The innermost circle represents the individual person and everything inherent about this person. The next inner circle represents the more direct people and environments in that person’s life, such as one’s family, friends, work and school peers as well as one’s home, school, or place of work. It is not to say that as therapists we do not explore an individual’s macro-level or larger influential social, economic, and cultural systems, but in general we tend to focus on the more intimate aspects of one’s life in psychotherapy.
Today I want to take the time to zoom out and acknowledge the macro systems operating in Chicago and the state of Illinois and its impact on individuals and families. A time to honor Chicagoans and others who may live, work, or attend school in Chicago who are consistently impacted by the long-standing city and state’s financial woes and troubles. As someone who lives, works, and listens to people in Chicago, I understand these can be difficult times for many who are consistently dismayed, frustrated, and down-right angry with our government and politics.
It can be hard for some to take time-outs and breaks from the constant chatter, news, and information that circulate and hovers around us. Whether it is a lack of an Illinois state budget, Chicago Public Schools’ (CPS) financial troubles and recent budget cuts, Chicago’s crimes, many services and programs cut, problems within the Chicago Police Department, or the increased cost of living -- the list is long, and the impact is real.
These macro-systems affect individuals and families on many levels, including compromised mental health and well-being. If you can relate and find these city and state-wide issues are real to you and impact your emotional and psychological well-being, you are most certainly not alone.
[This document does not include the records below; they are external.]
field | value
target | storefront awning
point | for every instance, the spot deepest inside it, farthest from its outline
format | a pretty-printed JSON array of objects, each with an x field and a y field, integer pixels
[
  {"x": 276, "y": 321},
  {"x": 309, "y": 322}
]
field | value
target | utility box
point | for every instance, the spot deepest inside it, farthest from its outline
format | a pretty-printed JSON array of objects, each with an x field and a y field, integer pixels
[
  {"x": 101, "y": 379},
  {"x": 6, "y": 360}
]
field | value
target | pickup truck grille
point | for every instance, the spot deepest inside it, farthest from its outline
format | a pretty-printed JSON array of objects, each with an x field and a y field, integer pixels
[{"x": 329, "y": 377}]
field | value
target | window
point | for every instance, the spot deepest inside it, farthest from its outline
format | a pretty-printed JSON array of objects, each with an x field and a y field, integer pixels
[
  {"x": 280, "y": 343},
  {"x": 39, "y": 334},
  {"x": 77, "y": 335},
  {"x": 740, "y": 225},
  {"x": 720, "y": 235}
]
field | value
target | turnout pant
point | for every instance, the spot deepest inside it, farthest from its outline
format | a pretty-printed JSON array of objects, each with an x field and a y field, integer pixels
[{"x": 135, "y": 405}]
Everyone deals and copes in different ways, such as being vocal and advocating for change, getting into decision-making mode with preparing and planning, or internalizing all of it finding a way to distract and escape from it.
I encourage you to acknowledge, emote, and talk about the impact of these larger systems on your life, but I also encourage you not to get completely engulfed and swept away in it. It’s not good for your mental health. There is an analogy in mindfulness which encourages people to step behind the waterfall and simply watch and acknowledge its presence and details, but not to jump into it which would lead to a tumultuous ride and possibly and ultimately, one’s demise. Conversely, do not turn your back to it and ignore or deny its reality.
If you find that you are feeling the weight of our local news and politics, bringing you down or increasing your anxiety, take a moment to acknowledge, but then step back and shift your attention to something that restores you such as connecting with others, reading a book, connecting to your body with movement or getting into a creative space. After all, we cannot control all of the external happenings in our life, but we can control how we cope and respond. Hope you are able to carve out some 'self-care' time during these times.